Part 1: General thoughts on aesthetics

[First in a series of postings about aesthetics and beauty as they pertain to interaction design, and beyond…]


Recently the question was raised on the IxDA discussion list, “does aesthetics matter to interaction design(ers)?” I wholeheartedly say yes as described here. But it’s important to first understand what is meant by the concept of “aesthetics”, as it relates to the design profession at-large.

Commonplace notions of aesthetics tend to focus on purely the surface visual qualities (color, style, shape, effects, etc.) as a matter of sensory stimulation and ornamental differentiation. It’s meant to excite and enthrall and, quite simply, jazz up some fuddy-duddy engineering contraption. This notion is applicable to a web 2.0 website look-and-feel, or the housing for a portable vacuum, or a business stationary logo.
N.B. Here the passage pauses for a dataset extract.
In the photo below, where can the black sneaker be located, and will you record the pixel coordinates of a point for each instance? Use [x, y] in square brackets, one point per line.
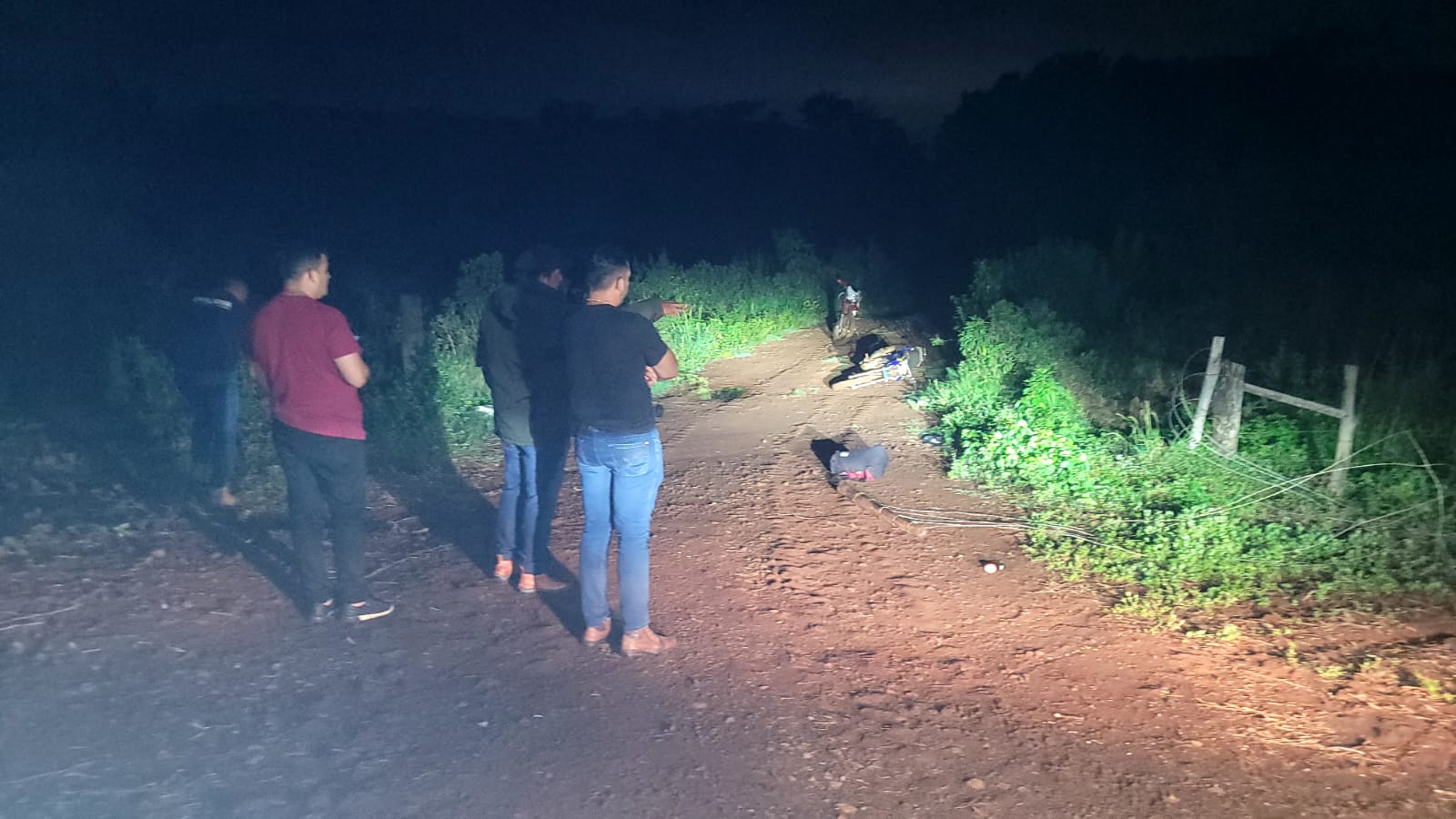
[366, 611]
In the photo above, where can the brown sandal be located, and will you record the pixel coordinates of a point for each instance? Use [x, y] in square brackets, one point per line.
[597, 634]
Of course, as designers we often vehemently protest and cringe when someone says all we do is make something “pretty” with surface delights. We know there’s much more to a highly refined aesthetic than mere style and decoration of an engineered contraption, slapped on to appease marketing, etc. At the same time as designers we know that visual (and sensual) beauty matters and can have a defining role in determining a product’s acceptance/usage and shaping the overall quality of engagement.

Gianfranco Zaccai, president/CEO of Design Continuum in Boston, explains aesthetics this way:

Aesthetics in regard to any object, therefore, it not an absolute and separate value. Rather, it is totally related to our ability to see congruence among our intellectual expectations of an object’s functional characteristics, our emotional need to feel that ethical and social values are met, and our physical need for sensory stimulation

Interesting how he identifies three core elements that constitute a sense of aesthetic wholeness. In the original article he paired them with the three psychological elements of self: id, ego, and super ego. In parallel, Don Norman identified three levels of cognitive processing that are shaped by an emotionally powerful design: the visceral, behavioral, and reflective. Ahh, the power of threes!
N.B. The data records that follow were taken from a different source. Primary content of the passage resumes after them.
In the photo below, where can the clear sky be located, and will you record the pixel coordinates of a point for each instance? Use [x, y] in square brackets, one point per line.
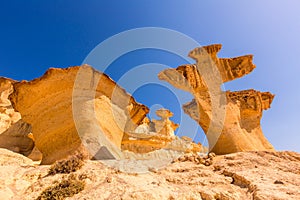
[36, 35]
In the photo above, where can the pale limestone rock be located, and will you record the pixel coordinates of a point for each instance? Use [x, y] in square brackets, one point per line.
[13, 130]
[65, 101]
[236, 124]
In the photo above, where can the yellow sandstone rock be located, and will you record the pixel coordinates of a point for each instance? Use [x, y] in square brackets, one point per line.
[47, 103]
[238, 127]
[13, 130]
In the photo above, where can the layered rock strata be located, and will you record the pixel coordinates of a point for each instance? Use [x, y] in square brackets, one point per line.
[66, 108]
[13, 130]
[231, 120]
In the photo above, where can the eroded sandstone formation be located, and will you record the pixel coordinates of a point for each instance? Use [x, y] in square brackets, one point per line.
[65, 102]
[13, 130]
[231, 120]
[158, 134]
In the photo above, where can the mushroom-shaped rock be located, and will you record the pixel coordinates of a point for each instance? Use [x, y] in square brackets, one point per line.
[236, 124]
[76, 109]
[13, 130]
[164, 126]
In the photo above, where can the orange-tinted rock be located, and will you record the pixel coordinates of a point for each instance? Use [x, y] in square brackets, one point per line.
[47, 103]
[236, 124]
[13, 130]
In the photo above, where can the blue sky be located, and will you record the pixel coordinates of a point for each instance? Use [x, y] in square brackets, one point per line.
[36, 35]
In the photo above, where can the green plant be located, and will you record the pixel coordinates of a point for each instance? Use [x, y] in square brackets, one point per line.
[71, 164]
[66, 188]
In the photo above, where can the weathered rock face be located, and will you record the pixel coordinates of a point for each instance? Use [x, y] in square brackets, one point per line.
[157, 135]
[238, 176]
[47, 103]
[13, 130]
[151, 135]
[239, 112]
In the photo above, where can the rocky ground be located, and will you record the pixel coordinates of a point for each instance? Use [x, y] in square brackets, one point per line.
[247, 175]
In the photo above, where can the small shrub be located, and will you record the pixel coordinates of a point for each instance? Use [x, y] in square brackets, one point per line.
[66, 188]
[72, 164]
Zaccai continues further, about designing for our senses and kinesthetics:

To a great extent, many designers have focused their attention on the sense of sight and, to a much lesser extent, the sense of touch. However, human sensory perception includes other organs besides the eyes and the nerve endings at the tips or our fingers. Olfactory and auditory considerations and manipulations should also be a part of the design process. Frank Lloyd Wright’s Falling Water and the Alhambra are two examples where the sounds of water and the scents of natural components within the human-made environment are intrinsic to the experience of the architecture.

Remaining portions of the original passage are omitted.